The chemical evolution of galaxies with a variable IGIMF

TL;DR

This paper develops an analytical model for galaxy chemical evolution incorporating a variable IGIMF that depends on SFR and metallicity, naturally reproducing the mass-metallicity relation with less outflow than previous models.

Contribution

It introduces a non-linear analytical theory of galaxy chemical evolution with a variable IGIMF, accounting for SFR and metallicity dependence, improving agreement with observed mass-metallicity relations.

Findings

Mass-metallicity relation emerges naturally from the model.

Gas inflows and outflows are essential to match observations.

Outflow rates are smaller than in models with invariant IMFs.

Abstract

Standard analytical chemical evolution modelling of galaxies has been assuming the stellar initial mass function (IMF) to be invariant and fully sampled allowing fractions of massive stars to contribute even in dwarf galaxies with very low star formation rates (SFRs).
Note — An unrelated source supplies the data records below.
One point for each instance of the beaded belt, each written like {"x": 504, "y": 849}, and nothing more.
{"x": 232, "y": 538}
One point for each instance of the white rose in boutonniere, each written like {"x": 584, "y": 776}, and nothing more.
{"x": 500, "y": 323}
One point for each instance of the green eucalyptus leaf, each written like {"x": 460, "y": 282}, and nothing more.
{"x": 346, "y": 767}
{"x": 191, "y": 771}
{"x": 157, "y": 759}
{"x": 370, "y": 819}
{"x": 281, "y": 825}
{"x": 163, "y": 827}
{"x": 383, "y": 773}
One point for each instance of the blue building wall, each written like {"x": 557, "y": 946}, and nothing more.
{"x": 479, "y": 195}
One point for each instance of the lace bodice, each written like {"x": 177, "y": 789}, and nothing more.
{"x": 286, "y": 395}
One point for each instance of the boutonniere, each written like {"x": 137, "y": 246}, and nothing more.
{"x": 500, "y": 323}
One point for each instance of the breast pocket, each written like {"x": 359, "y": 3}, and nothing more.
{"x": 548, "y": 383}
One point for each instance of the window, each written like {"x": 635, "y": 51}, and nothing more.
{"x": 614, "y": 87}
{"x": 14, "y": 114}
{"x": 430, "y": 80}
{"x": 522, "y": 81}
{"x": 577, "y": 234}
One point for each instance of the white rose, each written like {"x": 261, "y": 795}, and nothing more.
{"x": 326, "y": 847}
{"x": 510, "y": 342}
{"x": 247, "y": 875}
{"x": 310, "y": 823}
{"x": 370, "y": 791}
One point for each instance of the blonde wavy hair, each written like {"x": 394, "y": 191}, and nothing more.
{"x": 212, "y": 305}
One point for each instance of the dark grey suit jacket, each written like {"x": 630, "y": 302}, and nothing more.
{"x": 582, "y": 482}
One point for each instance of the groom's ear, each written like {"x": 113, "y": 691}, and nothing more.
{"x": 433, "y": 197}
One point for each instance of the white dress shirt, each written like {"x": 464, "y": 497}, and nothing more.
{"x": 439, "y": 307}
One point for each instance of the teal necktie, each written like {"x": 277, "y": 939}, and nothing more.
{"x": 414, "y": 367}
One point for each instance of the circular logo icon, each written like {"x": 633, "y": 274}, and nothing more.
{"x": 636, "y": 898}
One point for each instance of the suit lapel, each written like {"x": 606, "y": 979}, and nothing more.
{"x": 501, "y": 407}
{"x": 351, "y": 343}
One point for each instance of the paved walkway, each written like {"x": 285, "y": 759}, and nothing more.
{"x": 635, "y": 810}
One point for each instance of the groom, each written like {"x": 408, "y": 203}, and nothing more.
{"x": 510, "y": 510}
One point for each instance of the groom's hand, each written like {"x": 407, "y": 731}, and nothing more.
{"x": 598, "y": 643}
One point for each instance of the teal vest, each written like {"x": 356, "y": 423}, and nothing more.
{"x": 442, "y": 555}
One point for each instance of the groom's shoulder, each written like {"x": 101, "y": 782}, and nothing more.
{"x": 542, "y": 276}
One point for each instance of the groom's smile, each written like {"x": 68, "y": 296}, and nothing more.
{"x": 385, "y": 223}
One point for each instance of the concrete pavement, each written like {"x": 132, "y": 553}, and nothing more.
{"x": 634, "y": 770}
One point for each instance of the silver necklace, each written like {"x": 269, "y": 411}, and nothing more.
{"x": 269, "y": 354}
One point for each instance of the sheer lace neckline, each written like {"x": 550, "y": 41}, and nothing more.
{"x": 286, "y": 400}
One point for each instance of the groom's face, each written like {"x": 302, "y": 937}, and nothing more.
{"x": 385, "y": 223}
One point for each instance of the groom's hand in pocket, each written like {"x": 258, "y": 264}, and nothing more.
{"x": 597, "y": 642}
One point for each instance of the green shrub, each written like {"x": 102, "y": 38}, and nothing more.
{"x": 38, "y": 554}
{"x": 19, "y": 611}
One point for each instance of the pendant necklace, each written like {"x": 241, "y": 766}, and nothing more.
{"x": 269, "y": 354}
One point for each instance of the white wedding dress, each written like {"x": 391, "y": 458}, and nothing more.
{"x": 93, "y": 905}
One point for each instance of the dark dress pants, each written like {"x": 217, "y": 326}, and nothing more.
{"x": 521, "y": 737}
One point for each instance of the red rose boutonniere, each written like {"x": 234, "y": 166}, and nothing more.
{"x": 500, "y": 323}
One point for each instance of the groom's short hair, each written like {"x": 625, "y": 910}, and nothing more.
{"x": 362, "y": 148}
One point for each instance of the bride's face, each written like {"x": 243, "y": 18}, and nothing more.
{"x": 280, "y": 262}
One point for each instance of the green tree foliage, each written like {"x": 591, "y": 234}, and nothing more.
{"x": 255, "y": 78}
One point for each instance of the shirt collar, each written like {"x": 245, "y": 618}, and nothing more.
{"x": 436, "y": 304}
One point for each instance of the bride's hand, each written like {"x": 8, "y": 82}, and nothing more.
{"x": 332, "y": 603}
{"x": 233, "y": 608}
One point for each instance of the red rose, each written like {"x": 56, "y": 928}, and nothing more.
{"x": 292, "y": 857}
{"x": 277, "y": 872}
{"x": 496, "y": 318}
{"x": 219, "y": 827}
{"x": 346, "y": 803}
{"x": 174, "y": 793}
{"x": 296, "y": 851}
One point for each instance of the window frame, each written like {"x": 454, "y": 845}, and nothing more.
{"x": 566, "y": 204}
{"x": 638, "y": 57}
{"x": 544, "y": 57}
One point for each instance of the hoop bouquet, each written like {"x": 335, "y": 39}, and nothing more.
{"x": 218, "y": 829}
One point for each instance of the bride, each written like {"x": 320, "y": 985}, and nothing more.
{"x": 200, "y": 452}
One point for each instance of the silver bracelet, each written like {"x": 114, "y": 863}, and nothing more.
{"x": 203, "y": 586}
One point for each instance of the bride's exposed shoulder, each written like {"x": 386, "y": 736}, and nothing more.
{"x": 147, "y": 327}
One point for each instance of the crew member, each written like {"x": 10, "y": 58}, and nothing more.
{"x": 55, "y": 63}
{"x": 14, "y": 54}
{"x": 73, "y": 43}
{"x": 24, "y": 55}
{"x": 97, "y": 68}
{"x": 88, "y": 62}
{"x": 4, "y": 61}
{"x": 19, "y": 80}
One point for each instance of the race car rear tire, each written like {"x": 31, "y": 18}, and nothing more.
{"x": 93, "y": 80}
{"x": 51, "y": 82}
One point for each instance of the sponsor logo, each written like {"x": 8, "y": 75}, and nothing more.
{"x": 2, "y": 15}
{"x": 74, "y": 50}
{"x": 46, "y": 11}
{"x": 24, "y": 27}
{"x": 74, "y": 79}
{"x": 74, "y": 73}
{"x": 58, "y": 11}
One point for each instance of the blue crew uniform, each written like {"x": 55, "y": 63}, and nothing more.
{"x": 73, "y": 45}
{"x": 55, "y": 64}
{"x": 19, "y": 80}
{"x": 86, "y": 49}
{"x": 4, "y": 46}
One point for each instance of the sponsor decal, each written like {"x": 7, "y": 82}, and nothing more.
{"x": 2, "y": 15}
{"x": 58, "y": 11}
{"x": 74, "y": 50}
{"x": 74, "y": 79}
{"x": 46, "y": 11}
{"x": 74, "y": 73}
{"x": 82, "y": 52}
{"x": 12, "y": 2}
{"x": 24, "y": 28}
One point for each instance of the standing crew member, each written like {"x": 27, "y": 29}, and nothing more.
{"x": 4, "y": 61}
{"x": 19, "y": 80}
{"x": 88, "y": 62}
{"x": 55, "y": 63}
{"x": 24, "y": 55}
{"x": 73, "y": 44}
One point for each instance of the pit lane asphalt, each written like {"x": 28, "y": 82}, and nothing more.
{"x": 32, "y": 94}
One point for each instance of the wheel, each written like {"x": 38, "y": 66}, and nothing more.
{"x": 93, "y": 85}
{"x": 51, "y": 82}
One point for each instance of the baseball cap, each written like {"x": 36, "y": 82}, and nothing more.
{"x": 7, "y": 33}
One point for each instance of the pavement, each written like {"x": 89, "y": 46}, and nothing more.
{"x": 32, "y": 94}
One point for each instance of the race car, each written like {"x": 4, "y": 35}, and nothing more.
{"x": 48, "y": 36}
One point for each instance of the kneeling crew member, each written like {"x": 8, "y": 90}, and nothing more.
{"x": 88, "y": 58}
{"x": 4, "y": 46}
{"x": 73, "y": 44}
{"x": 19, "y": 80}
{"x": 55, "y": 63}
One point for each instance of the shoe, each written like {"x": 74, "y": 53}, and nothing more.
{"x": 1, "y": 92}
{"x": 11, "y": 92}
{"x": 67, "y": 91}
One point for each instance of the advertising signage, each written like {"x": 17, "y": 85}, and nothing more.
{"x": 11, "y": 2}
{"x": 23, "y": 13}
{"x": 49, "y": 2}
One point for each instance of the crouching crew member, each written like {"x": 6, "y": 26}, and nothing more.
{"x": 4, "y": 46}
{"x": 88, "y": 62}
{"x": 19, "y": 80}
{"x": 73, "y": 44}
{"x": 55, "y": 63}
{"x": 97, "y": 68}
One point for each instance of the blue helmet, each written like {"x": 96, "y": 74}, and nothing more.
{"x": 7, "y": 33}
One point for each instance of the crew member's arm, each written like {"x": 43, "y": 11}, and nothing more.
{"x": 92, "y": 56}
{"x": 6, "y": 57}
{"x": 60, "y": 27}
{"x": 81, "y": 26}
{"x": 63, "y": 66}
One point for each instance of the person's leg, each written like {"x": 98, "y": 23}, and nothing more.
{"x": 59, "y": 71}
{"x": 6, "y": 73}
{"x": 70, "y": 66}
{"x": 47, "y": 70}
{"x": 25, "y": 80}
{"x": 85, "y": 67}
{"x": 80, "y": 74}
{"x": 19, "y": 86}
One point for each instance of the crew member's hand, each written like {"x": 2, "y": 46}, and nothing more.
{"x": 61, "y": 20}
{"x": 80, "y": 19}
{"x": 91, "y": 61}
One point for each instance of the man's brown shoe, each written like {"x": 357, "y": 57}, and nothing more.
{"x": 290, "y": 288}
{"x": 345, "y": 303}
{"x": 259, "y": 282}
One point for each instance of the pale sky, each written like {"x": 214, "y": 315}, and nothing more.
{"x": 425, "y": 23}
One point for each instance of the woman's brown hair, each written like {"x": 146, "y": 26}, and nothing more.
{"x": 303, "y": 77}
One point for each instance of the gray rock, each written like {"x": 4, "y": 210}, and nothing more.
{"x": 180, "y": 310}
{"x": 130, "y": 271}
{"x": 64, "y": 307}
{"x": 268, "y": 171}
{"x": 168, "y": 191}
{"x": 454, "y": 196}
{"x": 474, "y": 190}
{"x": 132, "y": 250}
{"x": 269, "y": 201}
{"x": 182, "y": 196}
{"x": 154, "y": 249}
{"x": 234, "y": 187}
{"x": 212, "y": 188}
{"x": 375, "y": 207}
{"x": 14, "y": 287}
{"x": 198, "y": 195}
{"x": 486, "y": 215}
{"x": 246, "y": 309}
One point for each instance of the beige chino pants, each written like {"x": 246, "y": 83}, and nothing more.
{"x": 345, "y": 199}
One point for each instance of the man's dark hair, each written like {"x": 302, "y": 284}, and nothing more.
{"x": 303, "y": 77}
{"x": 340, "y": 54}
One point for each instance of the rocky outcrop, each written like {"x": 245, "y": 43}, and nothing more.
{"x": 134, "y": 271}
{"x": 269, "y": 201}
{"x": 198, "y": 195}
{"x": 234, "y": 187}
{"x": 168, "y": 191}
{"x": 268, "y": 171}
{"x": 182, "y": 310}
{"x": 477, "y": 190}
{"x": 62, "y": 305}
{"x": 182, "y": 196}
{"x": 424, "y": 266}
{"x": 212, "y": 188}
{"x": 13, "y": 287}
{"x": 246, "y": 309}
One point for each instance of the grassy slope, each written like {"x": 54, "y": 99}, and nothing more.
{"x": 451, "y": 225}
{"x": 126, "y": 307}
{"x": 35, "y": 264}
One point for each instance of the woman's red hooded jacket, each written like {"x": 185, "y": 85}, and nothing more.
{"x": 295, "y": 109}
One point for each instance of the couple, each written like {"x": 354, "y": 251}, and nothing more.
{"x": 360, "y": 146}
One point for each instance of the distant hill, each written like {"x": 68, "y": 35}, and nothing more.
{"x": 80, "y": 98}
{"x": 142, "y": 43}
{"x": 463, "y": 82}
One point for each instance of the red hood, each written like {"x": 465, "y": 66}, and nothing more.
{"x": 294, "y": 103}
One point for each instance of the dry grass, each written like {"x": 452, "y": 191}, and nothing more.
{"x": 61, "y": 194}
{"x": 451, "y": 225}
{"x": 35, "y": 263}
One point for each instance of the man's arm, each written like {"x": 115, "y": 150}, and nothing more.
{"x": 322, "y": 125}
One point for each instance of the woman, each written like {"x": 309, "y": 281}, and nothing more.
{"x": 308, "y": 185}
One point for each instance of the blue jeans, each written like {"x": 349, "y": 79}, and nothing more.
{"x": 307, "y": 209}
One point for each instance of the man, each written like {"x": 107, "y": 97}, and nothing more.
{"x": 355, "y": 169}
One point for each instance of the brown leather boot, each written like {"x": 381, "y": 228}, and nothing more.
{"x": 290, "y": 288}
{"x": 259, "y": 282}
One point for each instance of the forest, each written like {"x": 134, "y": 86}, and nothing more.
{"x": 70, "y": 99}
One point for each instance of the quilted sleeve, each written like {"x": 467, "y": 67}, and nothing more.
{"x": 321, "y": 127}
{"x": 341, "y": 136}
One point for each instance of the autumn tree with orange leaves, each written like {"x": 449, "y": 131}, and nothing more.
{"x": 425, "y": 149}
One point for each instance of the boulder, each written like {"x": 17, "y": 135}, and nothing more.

Recent observations show the integrated galactic initial mass function (IGIMF) of stars, i.e. the galaxy-wide IMF, to become systematically top-heavy with increasing SFR. This has been predicted by the IGIMF theory, which is here used to develop the analytical theory of the chemical evolution of galaxies. This theory is non-linear and requires the iterative solution of implicit integral equations due to the dependence of the IGIMF on the metallicity and on the SFR. It is shown that the mass-metallicity relation of galaxies emerges naturally, although at low masses the theoretical predictions overestimate the observations by 0.3--0.4 dex. A good agreement with the observation can be obtained only if gas flows are taken into account. In particular, we are able to reproduce the mass--metallicity relation observed by Lee et al. (2006) with modest amounts of infall and with an outflow rate which decreases as a function of the galactic mass. The outflow rates required to fit the data are considerably smaller than required in models with invariant IMFs.